Following an exchange of graphs on Twitter with Seamus Coffey (@seamuscoffey), chair of the Irish Advisory Fiscal Council, I did some looking around Eurostat’s Structural Earnings Survey database. This dataset focuses on employee earnings. We can not only compare Irish wages to other EU countries, we can look into the ratio of high wages to low wages. The news isn’t particularly good. The following focuses on the business economy which can be used as a proxy for the private sector.
The SES comes out every four years so the data lags a bit but is still relevant.
Unlike the average wage, the median wage measures the mid-way point at which 50 percent earn above and 50 percent earn below (if we were to measure average the pattern would be pretty much the same).
We find that Ireland is well down table, above France and the UK. To reach the mean average of the other countries, the Irish median wage would have to increase by 8.6 percent, or nearly €3,200.
But not all employees rank towards the bottom.
The median wage in the first decile (the lowest 10 percent income earners) falls even further behind the mean average: the median wage would need a 22 percent increase to reach the average. However, in the 9th decile (the second highest income group), the Irish median wage is actually above the average (3 percent).
So not only is the Irish private sector median wage low, it is skewered against the lower-paid.
This results in a highly unequal situation, though not the most unequal among our EU peer group. In terms of the ratio between the 9th and 1st decile, Ireland ranks 3rd from the bottom– ahead of the UK and Germany which comes in at the bottom (this should caution us about the alleged strong economic performance of Germany – it is built on precarious mini-jobs which now employs one-in-five employees).
Another concern is the rise in inequality.
In Ireland inequality jumped during the property boom period and has remained high since, significantly above the mean average of our peer group. The other EU countries remained on the whole relatively stable but this includes considerable increases in inequality in Germany and Netherlands.
The one downside to this data is that it doesn’t include employees’ full wage; in particular, the social wage. This is the portion of a workers’ wage that the employer pays into the Social Insurance or similar fund. From this fund, people can access free healthcare and enhanced pay-related in-work benefits (maternity benefit, illness benefit, etc.); that is, except in Ireland where the social wage is weak which results in low in-work benefits while forcing Irish workers to pay for goods and services on the private market which, in other countries, would be provided free or at below-market rates (e.g. GP care, prescription medicine, etc.).
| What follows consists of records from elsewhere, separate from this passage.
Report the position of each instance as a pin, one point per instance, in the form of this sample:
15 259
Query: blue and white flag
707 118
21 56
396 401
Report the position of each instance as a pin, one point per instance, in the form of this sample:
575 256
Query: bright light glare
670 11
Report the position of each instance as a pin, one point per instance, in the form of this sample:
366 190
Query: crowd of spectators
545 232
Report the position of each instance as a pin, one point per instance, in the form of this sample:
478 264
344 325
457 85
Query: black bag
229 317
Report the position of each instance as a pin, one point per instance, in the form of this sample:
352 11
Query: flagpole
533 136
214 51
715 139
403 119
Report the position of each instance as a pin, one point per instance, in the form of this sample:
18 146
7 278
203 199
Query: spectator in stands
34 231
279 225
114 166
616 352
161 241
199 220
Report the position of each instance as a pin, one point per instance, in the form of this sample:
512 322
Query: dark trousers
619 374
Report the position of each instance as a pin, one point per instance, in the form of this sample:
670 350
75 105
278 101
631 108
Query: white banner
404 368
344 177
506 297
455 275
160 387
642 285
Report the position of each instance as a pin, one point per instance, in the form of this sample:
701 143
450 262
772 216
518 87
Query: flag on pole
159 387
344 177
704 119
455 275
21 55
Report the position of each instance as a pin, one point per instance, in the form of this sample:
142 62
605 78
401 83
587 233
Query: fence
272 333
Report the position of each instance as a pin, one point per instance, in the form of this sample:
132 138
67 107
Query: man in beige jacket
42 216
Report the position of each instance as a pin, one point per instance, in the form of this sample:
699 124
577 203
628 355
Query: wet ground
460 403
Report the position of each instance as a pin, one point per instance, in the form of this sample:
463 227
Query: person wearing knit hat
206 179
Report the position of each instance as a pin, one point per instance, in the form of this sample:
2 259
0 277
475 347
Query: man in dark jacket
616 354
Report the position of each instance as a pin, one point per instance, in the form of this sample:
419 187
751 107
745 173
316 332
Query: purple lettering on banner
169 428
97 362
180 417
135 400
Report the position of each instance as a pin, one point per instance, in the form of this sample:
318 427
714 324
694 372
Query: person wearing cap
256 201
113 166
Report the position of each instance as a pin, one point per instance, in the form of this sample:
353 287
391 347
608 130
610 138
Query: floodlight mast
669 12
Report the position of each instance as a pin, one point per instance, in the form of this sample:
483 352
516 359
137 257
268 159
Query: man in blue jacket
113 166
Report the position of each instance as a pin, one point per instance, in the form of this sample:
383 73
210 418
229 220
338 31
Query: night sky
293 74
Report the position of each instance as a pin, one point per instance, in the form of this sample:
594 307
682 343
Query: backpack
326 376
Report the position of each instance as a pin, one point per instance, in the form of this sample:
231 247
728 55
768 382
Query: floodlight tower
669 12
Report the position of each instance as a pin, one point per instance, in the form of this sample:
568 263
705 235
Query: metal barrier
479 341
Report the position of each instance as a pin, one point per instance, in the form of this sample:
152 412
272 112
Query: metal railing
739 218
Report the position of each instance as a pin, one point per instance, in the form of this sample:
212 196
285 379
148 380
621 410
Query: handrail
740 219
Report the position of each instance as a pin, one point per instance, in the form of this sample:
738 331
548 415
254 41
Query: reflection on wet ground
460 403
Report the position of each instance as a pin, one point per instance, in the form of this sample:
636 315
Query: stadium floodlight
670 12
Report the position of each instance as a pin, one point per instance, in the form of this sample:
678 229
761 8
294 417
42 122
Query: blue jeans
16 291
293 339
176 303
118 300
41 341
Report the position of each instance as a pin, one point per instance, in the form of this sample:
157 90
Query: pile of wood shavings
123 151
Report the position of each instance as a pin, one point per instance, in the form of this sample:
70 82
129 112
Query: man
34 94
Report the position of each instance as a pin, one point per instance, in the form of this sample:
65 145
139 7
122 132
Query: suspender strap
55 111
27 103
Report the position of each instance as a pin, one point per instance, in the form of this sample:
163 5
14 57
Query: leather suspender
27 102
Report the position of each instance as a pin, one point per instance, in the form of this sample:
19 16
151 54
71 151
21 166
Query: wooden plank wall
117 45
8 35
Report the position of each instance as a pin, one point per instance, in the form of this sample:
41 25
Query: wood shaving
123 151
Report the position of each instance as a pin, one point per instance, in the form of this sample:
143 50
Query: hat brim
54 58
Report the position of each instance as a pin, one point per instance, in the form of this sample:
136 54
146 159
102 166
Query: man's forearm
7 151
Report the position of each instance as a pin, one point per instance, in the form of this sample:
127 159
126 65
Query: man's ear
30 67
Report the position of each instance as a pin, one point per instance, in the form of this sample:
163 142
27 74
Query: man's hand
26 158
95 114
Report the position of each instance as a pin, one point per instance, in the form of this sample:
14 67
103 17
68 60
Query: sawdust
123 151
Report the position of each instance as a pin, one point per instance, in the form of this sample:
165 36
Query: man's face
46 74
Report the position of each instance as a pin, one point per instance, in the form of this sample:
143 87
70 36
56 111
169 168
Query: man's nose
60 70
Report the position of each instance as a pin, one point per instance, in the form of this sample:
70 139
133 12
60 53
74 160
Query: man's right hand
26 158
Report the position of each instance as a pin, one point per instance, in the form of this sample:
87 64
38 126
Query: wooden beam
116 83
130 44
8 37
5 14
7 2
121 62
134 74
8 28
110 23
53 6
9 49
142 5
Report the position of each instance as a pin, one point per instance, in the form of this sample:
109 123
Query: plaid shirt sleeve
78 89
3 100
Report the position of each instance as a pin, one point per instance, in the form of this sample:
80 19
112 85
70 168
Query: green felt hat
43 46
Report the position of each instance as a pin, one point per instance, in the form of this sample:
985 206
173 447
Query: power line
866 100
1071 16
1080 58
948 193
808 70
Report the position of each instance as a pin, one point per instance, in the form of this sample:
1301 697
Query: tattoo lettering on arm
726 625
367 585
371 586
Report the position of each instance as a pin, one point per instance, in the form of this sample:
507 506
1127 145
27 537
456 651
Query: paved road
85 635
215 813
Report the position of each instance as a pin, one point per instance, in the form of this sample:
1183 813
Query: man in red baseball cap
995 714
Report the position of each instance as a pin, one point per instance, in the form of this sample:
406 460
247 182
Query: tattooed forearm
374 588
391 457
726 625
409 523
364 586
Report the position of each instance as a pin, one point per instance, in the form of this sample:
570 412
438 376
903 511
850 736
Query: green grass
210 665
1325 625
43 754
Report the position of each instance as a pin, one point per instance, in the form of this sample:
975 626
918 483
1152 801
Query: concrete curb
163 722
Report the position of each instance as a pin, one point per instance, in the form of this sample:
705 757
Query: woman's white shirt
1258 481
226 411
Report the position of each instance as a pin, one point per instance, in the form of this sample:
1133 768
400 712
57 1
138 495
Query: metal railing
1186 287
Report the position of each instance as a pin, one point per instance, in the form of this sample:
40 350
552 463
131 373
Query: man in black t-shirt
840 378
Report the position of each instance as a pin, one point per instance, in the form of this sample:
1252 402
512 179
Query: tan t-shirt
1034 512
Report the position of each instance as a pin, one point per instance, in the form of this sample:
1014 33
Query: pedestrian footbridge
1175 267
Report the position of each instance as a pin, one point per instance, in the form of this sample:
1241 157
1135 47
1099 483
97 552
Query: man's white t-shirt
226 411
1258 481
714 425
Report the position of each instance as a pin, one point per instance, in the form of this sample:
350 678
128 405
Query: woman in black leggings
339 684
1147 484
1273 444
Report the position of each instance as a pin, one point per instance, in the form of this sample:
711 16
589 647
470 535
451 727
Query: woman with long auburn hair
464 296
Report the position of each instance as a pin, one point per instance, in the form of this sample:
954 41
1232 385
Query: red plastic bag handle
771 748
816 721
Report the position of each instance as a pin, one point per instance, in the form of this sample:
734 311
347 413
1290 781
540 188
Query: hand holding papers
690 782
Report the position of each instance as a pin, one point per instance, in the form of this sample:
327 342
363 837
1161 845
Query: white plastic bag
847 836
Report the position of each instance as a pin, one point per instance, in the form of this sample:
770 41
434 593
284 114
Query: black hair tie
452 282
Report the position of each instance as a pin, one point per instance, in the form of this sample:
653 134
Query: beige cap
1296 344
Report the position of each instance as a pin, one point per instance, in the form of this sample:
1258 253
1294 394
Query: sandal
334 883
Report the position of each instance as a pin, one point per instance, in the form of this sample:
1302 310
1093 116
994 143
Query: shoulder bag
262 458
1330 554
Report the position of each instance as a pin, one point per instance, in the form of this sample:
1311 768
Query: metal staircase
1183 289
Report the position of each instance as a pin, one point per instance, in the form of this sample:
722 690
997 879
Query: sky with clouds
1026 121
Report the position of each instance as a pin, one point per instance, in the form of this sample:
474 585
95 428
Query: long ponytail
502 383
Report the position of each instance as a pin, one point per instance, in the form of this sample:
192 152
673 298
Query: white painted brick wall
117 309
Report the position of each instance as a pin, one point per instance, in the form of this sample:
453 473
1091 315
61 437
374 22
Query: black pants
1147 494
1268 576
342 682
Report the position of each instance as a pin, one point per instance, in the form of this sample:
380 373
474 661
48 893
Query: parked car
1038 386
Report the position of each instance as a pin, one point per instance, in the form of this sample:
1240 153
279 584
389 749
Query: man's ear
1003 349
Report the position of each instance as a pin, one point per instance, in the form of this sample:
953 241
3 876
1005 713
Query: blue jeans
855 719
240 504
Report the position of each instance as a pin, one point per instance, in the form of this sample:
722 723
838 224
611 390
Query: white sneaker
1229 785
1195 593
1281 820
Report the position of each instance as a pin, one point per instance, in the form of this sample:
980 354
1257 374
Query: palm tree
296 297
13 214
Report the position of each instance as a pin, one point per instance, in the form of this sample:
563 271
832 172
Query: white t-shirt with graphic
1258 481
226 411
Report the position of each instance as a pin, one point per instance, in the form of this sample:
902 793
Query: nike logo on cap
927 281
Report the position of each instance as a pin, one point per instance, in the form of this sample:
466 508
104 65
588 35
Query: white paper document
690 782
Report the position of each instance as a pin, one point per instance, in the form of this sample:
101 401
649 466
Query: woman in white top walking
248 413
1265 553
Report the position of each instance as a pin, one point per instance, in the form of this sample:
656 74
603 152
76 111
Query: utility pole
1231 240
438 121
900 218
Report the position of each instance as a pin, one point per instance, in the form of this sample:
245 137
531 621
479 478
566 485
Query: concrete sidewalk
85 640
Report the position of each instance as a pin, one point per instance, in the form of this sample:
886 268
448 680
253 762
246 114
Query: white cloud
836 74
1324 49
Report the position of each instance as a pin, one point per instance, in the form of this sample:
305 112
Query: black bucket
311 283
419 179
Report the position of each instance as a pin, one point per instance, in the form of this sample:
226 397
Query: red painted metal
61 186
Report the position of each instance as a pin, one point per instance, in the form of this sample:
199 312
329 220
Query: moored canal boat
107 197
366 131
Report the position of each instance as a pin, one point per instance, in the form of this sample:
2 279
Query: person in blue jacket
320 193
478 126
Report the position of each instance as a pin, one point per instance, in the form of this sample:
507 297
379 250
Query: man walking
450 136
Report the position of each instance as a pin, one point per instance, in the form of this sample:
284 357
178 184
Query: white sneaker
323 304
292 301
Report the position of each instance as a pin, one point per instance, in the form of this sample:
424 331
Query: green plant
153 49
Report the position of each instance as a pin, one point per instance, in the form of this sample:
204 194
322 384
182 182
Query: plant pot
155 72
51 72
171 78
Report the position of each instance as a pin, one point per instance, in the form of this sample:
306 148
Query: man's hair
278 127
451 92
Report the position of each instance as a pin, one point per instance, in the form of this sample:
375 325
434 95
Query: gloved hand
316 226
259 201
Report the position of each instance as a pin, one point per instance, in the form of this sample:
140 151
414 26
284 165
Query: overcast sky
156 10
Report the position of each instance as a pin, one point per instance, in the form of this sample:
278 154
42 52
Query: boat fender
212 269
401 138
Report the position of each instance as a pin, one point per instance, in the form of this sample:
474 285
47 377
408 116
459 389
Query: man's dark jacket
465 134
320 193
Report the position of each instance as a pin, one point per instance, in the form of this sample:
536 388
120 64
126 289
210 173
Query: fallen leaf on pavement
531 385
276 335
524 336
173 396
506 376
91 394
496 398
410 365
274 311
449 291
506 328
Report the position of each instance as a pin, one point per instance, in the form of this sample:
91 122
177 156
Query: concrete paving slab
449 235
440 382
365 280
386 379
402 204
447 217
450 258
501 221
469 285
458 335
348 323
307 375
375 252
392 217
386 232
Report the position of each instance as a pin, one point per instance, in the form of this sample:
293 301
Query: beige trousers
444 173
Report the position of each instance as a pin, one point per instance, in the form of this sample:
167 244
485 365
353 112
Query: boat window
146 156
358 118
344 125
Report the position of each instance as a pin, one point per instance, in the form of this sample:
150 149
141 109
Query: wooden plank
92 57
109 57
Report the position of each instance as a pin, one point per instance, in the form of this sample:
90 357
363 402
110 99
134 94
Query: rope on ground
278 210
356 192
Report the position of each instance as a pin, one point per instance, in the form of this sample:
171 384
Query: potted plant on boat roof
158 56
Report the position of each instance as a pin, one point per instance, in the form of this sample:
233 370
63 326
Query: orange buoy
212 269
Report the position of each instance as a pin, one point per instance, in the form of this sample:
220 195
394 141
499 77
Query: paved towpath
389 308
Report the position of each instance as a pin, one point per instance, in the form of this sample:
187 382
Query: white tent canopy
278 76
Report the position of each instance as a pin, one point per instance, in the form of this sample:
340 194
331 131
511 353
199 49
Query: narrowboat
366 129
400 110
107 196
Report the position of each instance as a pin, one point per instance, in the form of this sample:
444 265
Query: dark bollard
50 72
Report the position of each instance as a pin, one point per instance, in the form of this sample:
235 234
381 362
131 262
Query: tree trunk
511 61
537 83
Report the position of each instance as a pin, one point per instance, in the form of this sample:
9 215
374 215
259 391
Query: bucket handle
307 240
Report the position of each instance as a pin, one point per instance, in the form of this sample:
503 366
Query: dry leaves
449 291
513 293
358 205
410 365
Before we turn to tax and redistribution to reduce inequality let’s first consider policies at the workplace level since that is where inequality starts in the market economy. A big instrument in fighting inequality is workers’ ability to bargain collectively with their employers. I have discussed this in some detail so I won’t go into details here. But here’s this from the International Monetary Fund: which found that union membership and collective bargaining reduce economy-wide inequalities:
‘We find evidence that the erosion of labor market institutions is associated with the rise of income inequality . . . notably at the top of the income distribution . . . the decline in unionization is related to the rise of top income shares and less redistribution, while the erosion of minimum wages is correlated with considerable increases in overall inequality.’
A quick look at the CSO’s analysis of the distributional impact of public sector wages (which are collectively bargained) and private sector wages (which are largely not) shows the former has a more egalitarian wage structure with much smaller gap between the top and bottom income scales.
And the great thing about a collective bargaining strategy to tackle market inequality is that it doesn’t have a financial cost, unlike social protection programmes such as Family Income Supplement which effectively subsidises low wages.
We should be concerned about wage inequality, the inefficiencies it brings to the market economy and the corrosive effect it has on social cohesion. And we should translate that concern into giving men and women more power in the workplace. In this way, every workplace can start making a contribution to reducing inequality.